Mortgage volumes decline after interest rates increase

The Mortgage Bankers Association Market Composite Index, a measure of mortgage volume based on a survey of association members, decreased 1.1% on a seasonally adjusted basis for the weekly period ending Sept. 24, while the unadjusted index declined 1% from a week ago. Compared to the same period in 2020, seasonally adjusted application volume was 4.5% lower.

“The increase in rates – mostly later in the week – led to a decrease in both purchase and refinance applications, with a prominent decline in government-loan applications,” said Joel Kan, MBA’s associate vice president of economic and industry forecasting, in a press release.
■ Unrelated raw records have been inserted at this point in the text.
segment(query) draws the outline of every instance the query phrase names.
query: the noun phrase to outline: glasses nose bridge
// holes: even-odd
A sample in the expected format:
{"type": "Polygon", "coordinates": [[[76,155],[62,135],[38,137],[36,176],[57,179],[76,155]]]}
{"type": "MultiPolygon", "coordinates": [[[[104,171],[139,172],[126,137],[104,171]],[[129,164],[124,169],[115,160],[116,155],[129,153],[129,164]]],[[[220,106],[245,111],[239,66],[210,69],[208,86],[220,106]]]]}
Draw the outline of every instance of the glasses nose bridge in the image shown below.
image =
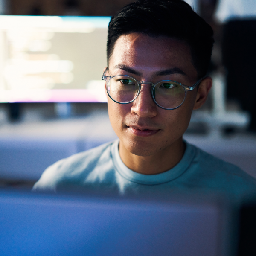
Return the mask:
{"type": "Polygon", "coordinates": [[[146,81],[140,81],[140,84],[150,84],[151,85],[153,85],[154,83],[152,82],[146,82],[146,81]]]}

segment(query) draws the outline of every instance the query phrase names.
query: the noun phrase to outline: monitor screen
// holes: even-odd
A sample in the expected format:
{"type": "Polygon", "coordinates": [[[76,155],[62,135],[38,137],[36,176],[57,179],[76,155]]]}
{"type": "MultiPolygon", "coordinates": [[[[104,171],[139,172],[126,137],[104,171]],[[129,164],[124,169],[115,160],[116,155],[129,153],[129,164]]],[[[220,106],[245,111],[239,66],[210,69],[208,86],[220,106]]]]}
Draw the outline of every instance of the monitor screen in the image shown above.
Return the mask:
{"type": "Polygon", "coordinates": [[[218,204],[104,194],[0,191],[1,255],[228,255],[218,204]]]}
{"type": "Polygon", "coordinates": [[[110,20],[0,15],[0,102],[106,102],[110,20]]]}

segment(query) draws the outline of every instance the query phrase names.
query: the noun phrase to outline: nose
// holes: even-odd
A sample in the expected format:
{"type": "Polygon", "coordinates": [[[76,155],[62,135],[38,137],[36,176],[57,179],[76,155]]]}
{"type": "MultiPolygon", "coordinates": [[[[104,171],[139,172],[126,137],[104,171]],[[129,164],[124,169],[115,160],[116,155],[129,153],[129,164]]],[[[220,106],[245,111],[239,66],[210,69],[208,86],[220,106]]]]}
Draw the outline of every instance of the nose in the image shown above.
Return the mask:
{"type": "Polygon", "coordinates": [[[157,115],[157,107],[152,99],[151,87],[151,84],[141,84],[140,94],[131,108],[134,115],[142,117],[154,117],[157,115]]]}

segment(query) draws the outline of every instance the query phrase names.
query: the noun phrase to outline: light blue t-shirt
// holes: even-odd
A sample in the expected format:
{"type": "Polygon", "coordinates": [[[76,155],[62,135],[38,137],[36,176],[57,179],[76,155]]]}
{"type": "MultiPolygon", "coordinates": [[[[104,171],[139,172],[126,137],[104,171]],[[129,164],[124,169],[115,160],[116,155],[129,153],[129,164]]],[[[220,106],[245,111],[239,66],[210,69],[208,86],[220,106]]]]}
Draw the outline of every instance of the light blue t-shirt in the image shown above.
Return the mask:
{"type": "Polygon", "coordinates": [[[236,199],[256,195],[256,180],[240,168],[185,142],[181,160],[159,174],[134,172],[122,162],[119,140],[62,159],[48,167],[35,184],[35,191],[56,192],[69,185],[117,190],[121,194],[225,193],[236,199]]]}

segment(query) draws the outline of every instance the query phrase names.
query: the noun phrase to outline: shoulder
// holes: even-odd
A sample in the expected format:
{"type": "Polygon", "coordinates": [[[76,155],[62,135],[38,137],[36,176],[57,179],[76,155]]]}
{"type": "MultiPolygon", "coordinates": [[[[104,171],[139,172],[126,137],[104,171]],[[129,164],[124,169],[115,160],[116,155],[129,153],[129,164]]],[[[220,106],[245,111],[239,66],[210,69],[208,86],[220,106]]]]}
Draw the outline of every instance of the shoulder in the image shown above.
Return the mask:
{"type": "Polygon", "coordinates": [[[44,171],[33,190],[55,191],[62,183],[79,183],[84,180],[97,166],[106,165],[109,161],[111,147],[116,142],[108,143],[56,162],[44,171]]]}
{"type": "Polygon", "coordinates": [[[256,180],[239,167],[216,157],[193,145],[195,157],[192,164],[197,166],[203,180],[211,185],[234,192],[251,191],[256,194],[256,180]]]}

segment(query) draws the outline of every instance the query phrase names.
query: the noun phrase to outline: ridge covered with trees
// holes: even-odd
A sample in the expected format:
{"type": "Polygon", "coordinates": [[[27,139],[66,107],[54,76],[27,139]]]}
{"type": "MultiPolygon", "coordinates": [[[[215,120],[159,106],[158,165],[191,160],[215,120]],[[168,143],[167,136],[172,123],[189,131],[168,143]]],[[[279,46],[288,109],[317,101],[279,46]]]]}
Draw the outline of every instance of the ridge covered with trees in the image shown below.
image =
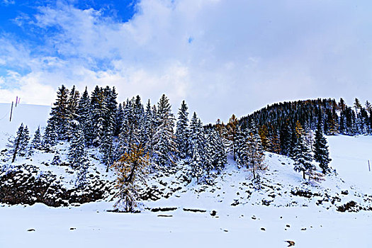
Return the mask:
{"type": "Polygon", "coordinates": [[[218,120],[203,125],[196,113],[189,118],[184,101],[176,117],[164,94],[157,104],[149,100],[144,105],[140,96],[118,103],[115,87],[96,86],[90,94],[86,88],[80,94],[75,86],[69,90],[62,85],[43,135],[39,128],[30,142],[28,129],[21,125],[9,147],[13,162],[18,156],[32,156],[35,150],[50,152],[67,142],[69,167],[79,171],[77,187],[85,184],[87,149],[98,150],[106,171],[112,168],[117,175],[115,206],[130,212],[136,185],[145,183],[149,171],[182,162],[190,181],[212,184],[230,154],[259,184],[259,172],[269,166],[264,164],[266,151],[291,157],[304,179],[321,180],[330,162],[324,134],[371,133],[371,106],[367,101],[363,107],[358,99],[353,107],[342,98],[275,103],[240,119],[232,115],[226,125],[218,120]]]}

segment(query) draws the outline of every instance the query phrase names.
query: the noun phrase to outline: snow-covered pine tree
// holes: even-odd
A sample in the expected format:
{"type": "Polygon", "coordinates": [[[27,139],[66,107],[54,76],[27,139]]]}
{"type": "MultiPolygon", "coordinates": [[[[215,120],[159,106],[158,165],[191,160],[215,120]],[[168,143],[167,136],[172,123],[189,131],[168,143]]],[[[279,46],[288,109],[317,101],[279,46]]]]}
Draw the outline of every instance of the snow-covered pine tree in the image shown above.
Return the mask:
{"type": "Polygon", "coordinates": [[[75,181],[75,186],[77,188],[85,188],[87,184],[86,174],[88,174],[88,169],[89,168],[89,163],[88,159],[82,159],[80,162],[79,171],[77,171],[77,180],[75,181]]]}
{"type": "Polygon", "coordinates": [[[75,86],[72,86],[69,91],[69,96],[67,99],[67,122],[68,128],[66,137],[69,140],[71,139],[72,133],[72,127],[71,125],[71,122],[72,120],[77,120],[78,118],[77,115],[77,108],[79,106],[79,100],[80,98],[80,94],[79,91],[76,89],[75,86]]]}
{"type": "Polygon", "coordinates": [[[266,125],[263,125],[259,129],[259,135],[261,138],[262,147],[265,151],[270,152],[270,140],[269,137],[269,130],[267,129],[267,127],[266,125]]]}
{"type": "Polygon", "coordinates": [[[114,208],[125,212],[135,211],[138,198],[138,184],[146,184],[145,176],[149,165],[149,154],[140,145],[134,144],[113,164],[116,172],[116,186],[119,200],[114,208]]]}
{"type": "Polygon", "coordinates": [[[207,177],[210,177],[210,172],[216,169],[219,173],[227,163],[223,142],[220,135],[215,129],[205,131],[204,170],[207,172],[207,177]]]}
{"type": "Polygon", "coordinates": [[[35,135],[33,135],[33,140],[30,144],[30,149],[28,150],[28,154],[31,156],[33,154],[35,150],[40,150],[42,147],[41,133],[40,127],[38,126],[35,135]]]}
{"type": "Polygon", "coordinates": [[[92,128],[92,145],[98,147],[102,142],[103,132],[105,130],[105,119],[108,112],[107,102],[105,101],[103,89],[96,86],[91,94],[91,121],[92,128]]]}
{"type": "Polygon", "coordinates": [[[274,135],[270,138],[270,142],[271,147],[271,152],[276,153],[280,154],[281,152],[281,139],[279,135],[279,132],[277,130],[273,130],[274,135]]]}
{"type": "Polygon", "coordinates": [[[116,127],[116,111],[118,108],[118,103],[116,102],[116,97],[118,94],[115,87],[110,89],[106,86],[103,91],[105,106],[106,108],[106,114],[104,117],[103,133],[106,135],[110,134],[113,136],[115,133],[115,128],[116,127]]]}
{"type": "MultiPolygon", "coordinates": [[[[188,143],[190,144],[188,150],[191,152],[190,165],[191,167],[191,176],[196,178],[196,181],[198,183],[203,176],[205,164],[208,163],[210,161],[208,161],[209,159],[205,161],[205,147],[206,142],[203,124],[195,112],[190,122],[190,140],[188,143]]],[[[210,160],[211,159],[210,158],[210,160]]]]}
{"type": "Polygon", "coordinates": [[[50,118],[43,137],[43,148],[48,151],[50,147],[57,145],[58,134],[57,133],[57,124],[55,120],[50,118]]]}
{"type": "Polygon", "coordinates": [[[225,164],[227,164],[227,155],[226,154],[226,147],[223,144],[222,137],[220,133],[213,130],[210,133],[213,137],[213,147],[215,150],[214,162],[215,167],[218,173],[225,168],[225,164]]]}
{"type": "Polygon", "coordinates": [[[155,120],[154,119],[154,113],[151,108],[150,99],[146,104],[146,110],[145,111],[144,118],[144,140],[143,148],[145,152],[149,153],[150,158],[152,157],[152,142],[154,135],[156,132],[155,120]]]}
{"type": "Polygon", "coordinates": [[[235,147],[236,162],[239,165],[244,164],[247,156],[247,132],[242,130],[242,126],[239,125],[237,128],[235,147]]]}
{"type": "Polygon", "coordinates": [[[86,160],[85,140],[80,123],[77,120],[73,120],[71,124],[73,132],[69,142],[68,159],[71,167],[77,169],[86,160]]]}
{"type": "Polygon", "coordinates": [[[116,152],[118,156],[125,152],[129,152],[134,144],[140,144],[139,120],[135,114],[134,104],[134,98],[130,101],[127,99],[124,108],[122,130],[119,135],[119,146],[116,152]]]}
{"type": "Polygon", "coordinates": [[[253,179],[256,180],[257,176],[256,172],[258,170],[265,169],[264,160],[265,154],[264,148],[261,144],[261,137],[253,129],[247,130],[247,137],[246,139],[246,156],[244,157],[244,162],[247,169],[250,169],[253,172],[253,179]]]}
{"type": "Polygon", "coordinates": [[[237,130],[238,120],[235,115],[232,114],[229,120],[229,123],[226,125],[227,128],[227,140],[230,141],[227,146],[229,152],[232,153],[234,160],[236,160],[236,135],[237,130]]]}
{"type": "Polygon", "coordinates": [[[303,171],[303,179],[305,179],[305,173],[311,173],[311,171],[315,169],[315,167],[311,164],[312,157],[305,141],[303,129],[298,121],[296,124],[295,130],[296,140],[293,149],[295,167],[293,169],[298,172],[303,171]]]}
{"type": "Polygon", "coordinates": [[[121,103],[119,103],[119,106],[118,107],[115,118],[116,126],[115,128],[114,135],[119,136],[120,130],[123,128],[123,120],[124,119],[124,109],[123,108],[123,105],[121,103]]]}
{"type": "Polygon", "coordinates": [[[85,91],[79,101],[77,120],[83,130],[86,142],[90,144],[92,139],[93,123],[91,122],[91,99],[87,87],[85,88],[85,91]]]}
{"type": "Polygon", "coordinates": [[[327,145],[327,140],[323,135],[322,123],[319,122],[315,132],[315,142],[314,144],[314,159],[319,162],[323,174],[328,171],[328,164],[332,160],[329,159],[329,152],[327,145]]]}
{"type": "Polygon", "coordinates": [[[168,98],[163,94],[157,103],[157,128],[154,137],[154,150],[156,162],[159,166],[176,163],[176,145],[173,133],[174,116],[171,112],[168,98]]]}
{"type": "Polygon", "coordinates": [[[179,118],[176,129],[176,139],[179,157],[185,159],[188,155],[188,112],[187,105],[184,100],[179,109],[179,118]]]}
{"type": "Polygon", "coordinates": [[[25,127],[23,123],[21,123],[16,137],[9,138],[8,140],[9,143],[6,145],[9,148],[9,154],[11,157],[12,163],[16,161],[18,154],[22,155],[23,153],[25,153],[25,127]]]}
{"type": "Polygon", "coordinates": [[[69,130],[68,98],[69,90],[62,84],[61,87],[58,88],[57,99],[50,111],[50,120],[51,121],[48,121],[48,125],[52,123],[53,125],[47,127],[48,130],[55,128],[55,133],[59,140],[67,138],[67,132],[69,130]]]}
{"type": "Polygon", "coordinates": [[[19,154],[25,156],[28,150],[28,144],[30,142],[30,130],[27,125],[23,128],[23,132],[21,138],[21,144],[19,146],[19,154]]]}
{"type": "Polygon", "coordinates": [[[289,156],[291,150],[291,137],[292,132],[289,128],[288,122],[286,122],[281,128],[279,131],[281,154],[289,156]]]}

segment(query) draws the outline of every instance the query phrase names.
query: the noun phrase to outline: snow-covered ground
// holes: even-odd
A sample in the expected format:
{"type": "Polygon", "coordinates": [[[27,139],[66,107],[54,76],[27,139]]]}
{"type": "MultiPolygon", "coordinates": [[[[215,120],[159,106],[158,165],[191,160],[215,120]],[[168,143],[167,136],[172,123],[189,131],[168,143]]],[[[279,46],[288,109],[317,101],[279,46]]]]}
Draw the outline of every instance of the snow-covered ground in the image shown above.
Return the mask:
{"type": "Polygon", "coordinates": [[[0,147],[4,147],[9,135],[15,135],[21,123],[27,125],[30,133],[38,128],[45,127],[50,112],[50,106],[30,104],[18,104],[13,107],[10,121],[11,103],[0,103],[0,147]]]}
{"type": "Polygon", "coordinates": [[[331,136],[327,140],[332,159],[331,166],[344,180],[372,195],[372,136],[331,136]]]}
{"type": "MultiPolygon", "coordinates": [[[[0,104],[0,113],[8,107],[0,104]]],[[[33,134],[38,125],[45,125],[50,111],[47,106],[17,108],[13,123],[8,118],[0,120],[0,150],[21,122],[33,134]]],[[[259,191],[250,184],[250,171],[238,169],[231,159],[214,186],[182,181],[186,168],[181,164],[160,179],[150,175],[149,186],[169,197],[143,201],[141,213],[107,212],[114,203],[108,201],[60,208],[0,204],[0,247],[284,247],[287,240],[298,247],[371,247],[372,211],[340,213],[337,206],[354,201],[372,207],[372,172],[368,169],[372,137],[327,140],[337,174],[321,182],[305,184],[302,174],[293,171],[291,159],[268,153],[259,191]],[[291,193],[301,190],[317,195],[307,198],[291,193]],[[347,195],[341,193],[345,191],[347,195]],[[176,209],[150,210],[158,208],[176,209]]],[[[60,152],[65,152],[64,145],[60,146],[60,152]]],[[[39,154],[33,162],[51,159],[51,154],[39,154]]],[[[94,164],[103,174],[104,167],[94,164]]],[[[64,169],[41,164],[40,169],[63,174],[64,184],[71,180],[64,169]]]]}

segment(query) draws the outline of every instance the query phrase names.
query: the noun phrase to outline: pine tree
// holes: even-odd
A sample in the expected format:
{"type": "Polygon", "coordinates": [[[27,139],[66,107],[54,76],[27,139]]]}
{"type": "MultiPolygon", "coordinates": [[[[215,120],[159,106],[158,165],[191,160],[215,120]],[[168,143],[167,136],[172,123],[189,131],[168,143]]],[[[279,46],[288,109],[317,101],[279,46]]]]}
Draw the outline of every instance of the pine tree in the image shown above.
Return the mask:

The seasonally adjusted Purchase Index inched down 1%, while on an unadjusted basis, purchases fell 2% week over week. The seasonally adjusted index came in 12% below levels from the same time period last year. The Refinance Index also slipped 1% from the prior week, but activity was 0.4% higher compared to a year ago.

The drop in government-sponsored applications signaled a reversal in trends from just a few weeks earlier. Loans sponsored by the Federal Housing Administration accounted for 10.4% of volume, down from 11.5% the prior week. The share of Veterans Affairs-backed mortgages dropped to 10.2% of all applications compared to 10.4% the previous week, while the percentage of loans backed by the U.S. Department of Agriculture slipped to 0.4% of the total from 0.5%.

Conventional loans countered the fall in federal applications, though, and registered an uptick, particularly for refinances. “This was perhaps a sign that some borrowers reacted to higher rates and decided to refinance,” Kan said.

Refinances ended up with a slightly larger share — 66.4% — of total mortgage volume compared to 66.2% recorded in the last weekly period. The percentage of adjustable-rate mortgage applications also rose to 3.4% of total activity, up from 3.3%.

With higher conventional-loan activity, average mortgage sizes jumped more than 3% across the board from the previous week. The purchase average reached its highest point since May. “With home-price appreciation continuing to run hot, increasing more than 19% annually in July, applications for larger loan amounts continue to outpace lower-balance loans,” Kan said.

The average size of purchase applications came in at $410,300, a 3.5% increase from $396,300 posted the prior week, while the mean amount of refinance loans climbed 3.4% to $311,200 from $301,000. The overall average size of the week’s volume was $344,500, also 3.4% higher from $333,200 reported seven days earlier.

News coming out of the Federal Reserve led to the week’s rate movement, according to Kan. “Increased optimism about the strength of the economy pushed Treasury yields higher following last week’s FOMC meeting,” he said. “Mortgage rates in response rose across all loan types.”

  • After holding at 3.03% for four weeks, the average contract interest rate of 30-year fixed-rate mortgages with conforming loan balances of $548,250 headed upward, rising seven basis points to 3.1%.
  • The average contract interest rate of 30-year fixed-rate jumbo loans with balances greater than $548,250 rose to 3.14%, up from 3.11% a week earlier.
  • The average contract interest rate for FHA-backed 30-year mortgages posted a two-basis-point increase, coming in at 3.09% versus 3.07% the previous week. 
  • The 15-year mortgage average climbed to 2.43% from 2.34% a week earlier. 
  • The contract interest rate for 5/1 adjustable-rate mortgages jumped 26 basis points week over week to 2.77% from 2.51%.